It's not about size, it's about rate and introducing latency. Just the hijack itself is going to add DNS latency, which is monitored by any competent operations team. Expert operations teams, and I know of one, also monitor the BGP path to their public addresses (including nameservers) to detect things like the Youtube kerfluffle.
Adding a conditional ("do I answer or do I proxy?") on every DNS query -- and there are many -- is going to introduce enough latency to be noticed unless you throw a lot of gear at it. And you're still going to introduce latency by inserting another hop. That's my point, though I do agree with you.
>Adding a conditional ("do I answer or do I proxy?") on every DNS query -- and there are many -- is going to introduce enough latency to be noticed unless you throw a lot of gear at it. And you're still going to introduce latency by inserting another hop. That's my point, though I do agree with you.
Welcome to the world of recursive name servers, there is a lot of software out there that does exactly what you just mentioned, I fail to see what would be hard about making this change.

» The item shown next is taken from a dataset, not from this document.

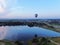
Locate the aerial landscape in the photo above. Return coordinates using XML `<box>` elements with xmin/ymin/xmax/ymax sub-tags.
<box><xmin>0</xmin><ymin>0</ymin><xmax>60</xmax><ymax>45</ymax></box>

Adding a conditional ("do I answer or do I proxy?") on every DNS query -- and there are many -- is going to introduce enough latency to be noticed unless you throw a lot of gear at it.
Hm, why? Any modern CPU is blazingly fast. Writing it in Ruby probably wouldn't be smart, but Python + PyPI or Lua + LuaJIT would easily get within a factor of 10x of C.
I didn't say it would be technically impossible, I said it would be noticed. If you make it a theoretical problem, and it most certainly isn't (there are a lot more practicalities involved), you're adding at least another string compare to every query. That's enough of a latency shift for me to notice in my graphs -- I notice when the Internet reroutes itself and my DNS latency goes up by 5 milliseconds.
This isn't a "could it be done?" exercise, it's more of a "could it be done without detection?" exercise. For this specific case, it's a pretty big risk.
I wasn't speaking theoretically. I don't understand how a pipe read + string compare + pipe write would add 5ms per query.
As for detection, that was the reason I brought up CPU power. Modern CPUs are so fast that that it seems like this redirector would hardly generate a blip in any chart (such as top).
I don't care about proving anybody wrong. I care about filling my knowledge gaps. I.e. it's interesting to try to figure out how something like this would be detected in practice.
You'd be using network sockets, not pipes (pipes are slow as fuck btw). And it would add the latency of the network transmission in both directions, plus the processing time, which would add up to much more than 5ms unless you're on the same network segment as your target. And higher CPU load increases latency.
Who is going to notice increased latency in DNS queries? Most likely web developers. Nobody else I can think of would do (non-cached) bulk DNS queries to random domains and actually be looking for millisecond changes in lookup time. And those developers would have no insight to the DNS infrastructure serving requests, so they'd have no idea to contact the DNS admins to investigate. Even the DNS admins could be fooled before they contact network admins to do further research.
The bottom line is not "has DNS latency changed?", it's "has DNS latency become unacceptably high enough to force me investigate?" Unless it's becoming a problem, I think anyone would ignore increased latency because they have ten other work tasks to deal with.
> Unless it's becoming a problem, I think anyone would ignore increased latency because they have ten other work tasks to deal with.
You'd be surprised once you start working with larger, higher-traffic infrastructures. If our average external DNS query rises 200ms, my phone goes off. There's more slack on p99, but it's also monitored.
All of the timings for the various parts of a request to the system that I administer are instrumented from a small libcurl app running in multiple ASNs remotely, because Pingdom and other services do not provide the resolution that we need. They are then rendered on a stacked graph that always lives on my third monitor, and any significant deviation averaged out over five minutes catches my eye.
I know it sounds like overkill, but it's crucial at scale.
Okay, so, when you notice your DNS latency going up by 5ms... how much investigation do you then do to confirm exactly what caused this, and have a very high confidence (how high?) of ruling out it being caused by a MitM on the DNS? Really?
Without getting too far into specific operational security -- the same reason that I hate there's an entire branch off my thread discussing this specific attack, which I think is detrimental to the discussion -- we have monitoring in place to tell me if this exact attack happens. Within seconds. The latency would just be a clue.
Think about the dumbest way you would do that. Then implement it. That's how simple our system is.